The equation states that In (10w) = 4.6 + 3lnh, so we can rewrite it as ln (10w) = 4.6 + 3lnh.
We can then use the property of logarithms that states that ln (a^b) = b ln a to rewrite the equation as ln (10^(10w)) = 4.6 + 3lnh.
This simplifies to 10w = 4.6 + 3lnh, or w = (4.6 + 3lnh)/10.
Substituting the given value of w = 60, we get 60 = (4.6 + 3lnh)/10.
Solving for h, we find that h = e^((60 - 4.6)/3).

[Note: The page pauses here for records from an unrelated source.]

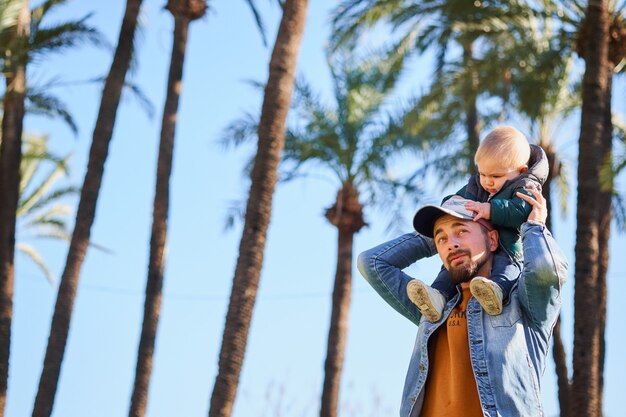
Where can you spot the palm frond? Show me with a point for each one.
(44, 104)
(351, 18)
(63, 36)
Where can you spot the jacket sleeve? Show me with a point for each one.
(382, 268)
(510, 213)
(545, 272)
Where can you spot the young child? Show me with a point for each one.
(506, 164)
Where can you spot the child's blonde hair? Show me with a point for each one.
(504, 144)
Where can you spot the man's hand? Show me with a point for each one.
(483, 210)
(539, 212)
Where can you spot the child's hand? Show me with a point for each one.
(483, 210)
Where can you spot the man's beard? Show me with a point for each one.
(465, 272)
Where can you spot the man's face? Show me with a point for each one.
(464, 247)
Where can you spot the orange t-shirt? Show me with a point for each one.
(450, 389)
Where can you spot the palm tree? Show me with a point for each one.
(183, 11)
(41, 212)
(271, 139)
(585, 399)
(23, 38)
(85, 215)
(353, 140)
(14, 71)
(443, 27)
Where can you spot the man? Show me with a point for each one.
(469, 363)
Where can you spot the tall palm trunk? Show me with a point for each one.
(558, 348)
(347, 216)
(184, 11)
(86, 213)
(471, 112)
(259, 208)
(604, 232)
(10, 159)
(586, 379)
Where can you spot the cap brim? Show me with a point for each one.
(424, 219)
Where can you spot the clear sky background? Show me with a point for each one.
(283, 368)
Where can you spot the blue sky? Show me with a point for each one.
(283, 369)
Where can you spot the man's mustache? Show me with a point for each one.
(456, 253)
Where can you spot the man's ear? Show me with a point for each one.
(493, 240)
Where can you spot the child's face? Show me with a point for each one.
(493, 176)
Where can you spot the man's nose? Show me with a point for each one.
(453, 244)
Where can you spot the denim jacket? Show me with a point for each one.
(508, 352)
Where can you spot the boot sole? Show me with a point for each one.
(419, 296)
(486, 297)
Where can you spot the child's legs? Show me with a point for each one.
(504, 272)
(444, 285)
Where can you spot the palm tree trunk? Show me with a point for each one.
(558, 348)
(347, 216)
(10, 159)
(86, 213)
(154, 284)
(586, 380)
(471, 111)
(264, 176)
(605, 213)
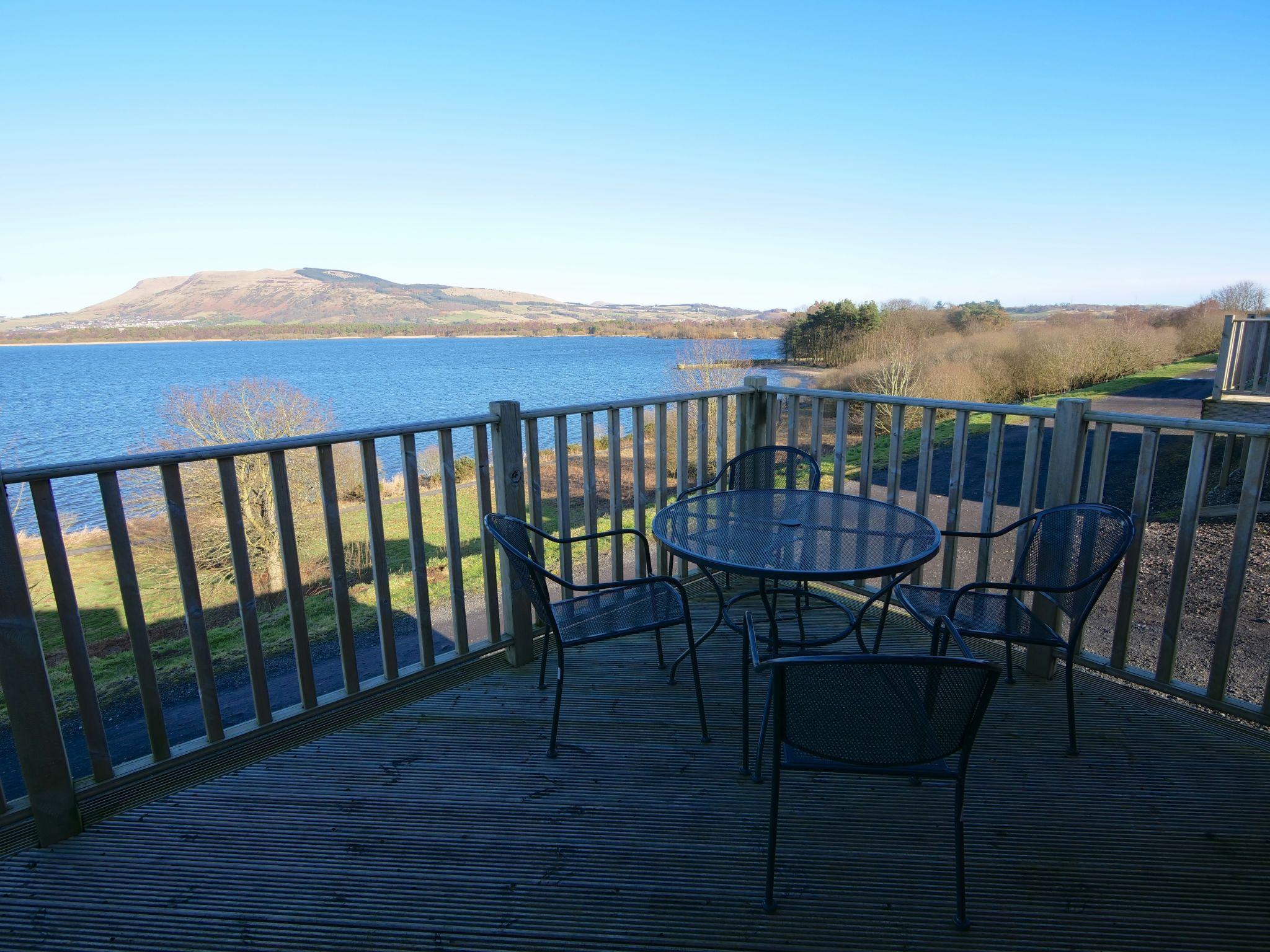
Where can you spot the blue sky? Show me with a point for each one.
(757, 155)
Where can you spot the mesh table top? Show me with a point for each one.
(797, 535)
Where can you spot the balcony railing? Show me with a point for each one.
(920, 454)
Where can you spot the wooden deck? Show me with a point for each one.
(442, 826)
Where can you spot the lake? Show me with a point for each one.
(65, 403)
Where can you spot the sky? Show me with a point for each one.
(756, 155)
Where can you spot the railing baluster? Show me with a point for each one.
(721, 437)
(895, 456)
(73, 627)
(590, 513)
(840, 446)
(134, 614)
(1099, 462)
(291, 573)
(703, 441)
(681, 447)
(418, 551)
(681, 464)
(957, 482)
(35, 726)
(508, 462)
(187, 574)
(246, 589)
(868, 436)
(817, 428)
(660, 467)
(564, 517)
(454, 544)
(925, 460)
(379, 557)
(1133, 557)
(615, 493)
(484, 507)
(988, 507)
(1236, 575)
(338, 568)
(1188, 522)
(638, 483)
(534, 474)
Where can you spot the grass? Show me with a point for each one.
(100, 609)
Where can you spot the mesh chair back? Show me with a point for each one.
(513, 536)
(1075, 547)
(886, 710)
(773, 467)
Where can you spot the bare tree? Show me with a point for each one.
(241, 412)
(711, 364)
(1242, 296)
(22, 487)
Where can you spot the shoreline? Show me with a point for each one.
(345, 337)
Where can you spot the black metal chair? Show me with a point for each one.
(760, 469)
(607, 610)
(893, 715)
(1066, 555)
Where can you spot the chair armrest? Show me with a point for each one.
(621, 584)
(945, 625)
(624, 531)
(755, 658)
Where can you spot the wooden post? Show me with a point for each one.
(757, 412)
(1062, 487)
(1222, 375)
(510, 499)
(37, 734)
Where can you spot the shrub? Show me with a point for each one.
(465, 469)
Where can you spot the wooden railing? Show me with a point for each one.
(921, 454)
(1244, 361)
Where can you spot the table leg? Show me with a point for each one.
(774, 639)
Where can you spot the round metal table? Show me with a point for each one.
(775, 535)
(791, 535)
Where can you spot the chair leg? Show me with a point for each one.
(745, 707)
(959, 838)
(773, 815)
(696, 679)
(1071, 706)
(762, 735)
(556, 715)
(543, 666)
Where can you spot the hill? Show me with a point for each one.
(321, 296)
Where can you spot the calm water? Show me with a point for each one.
(73, 403)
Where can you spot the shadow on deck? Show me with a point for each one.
(443, 826)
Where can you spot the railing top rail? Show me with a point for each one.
(1180, 423)
(1011, 409)
(138, 461)
(633, 402)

To find the value of h, we need to use the given information about the logarithms of 2, 3, and 5. We know that In 2 = 0.6, In 3 = 1.1, and In 5 = 1.6, so we can rewrite the expression for h as:
h = e^((60 - 4.6)/3) = e^(55.4/3) = e^(18.466666666666665)
We can use the fact that e^(In x) = x to rewrite this expression as:
h = 2^(18.466666666666665/0.6) = 3^(18.466666666666665/1.1) = 5^(18.466666666666665/1.6)
We can then use the given values of In 2, In 3, and In 5 to find that h = 2^30.777 = 3^16.727 = 5^11.541.
Since the height h is in meters, the final answer is h = 30.777 meters.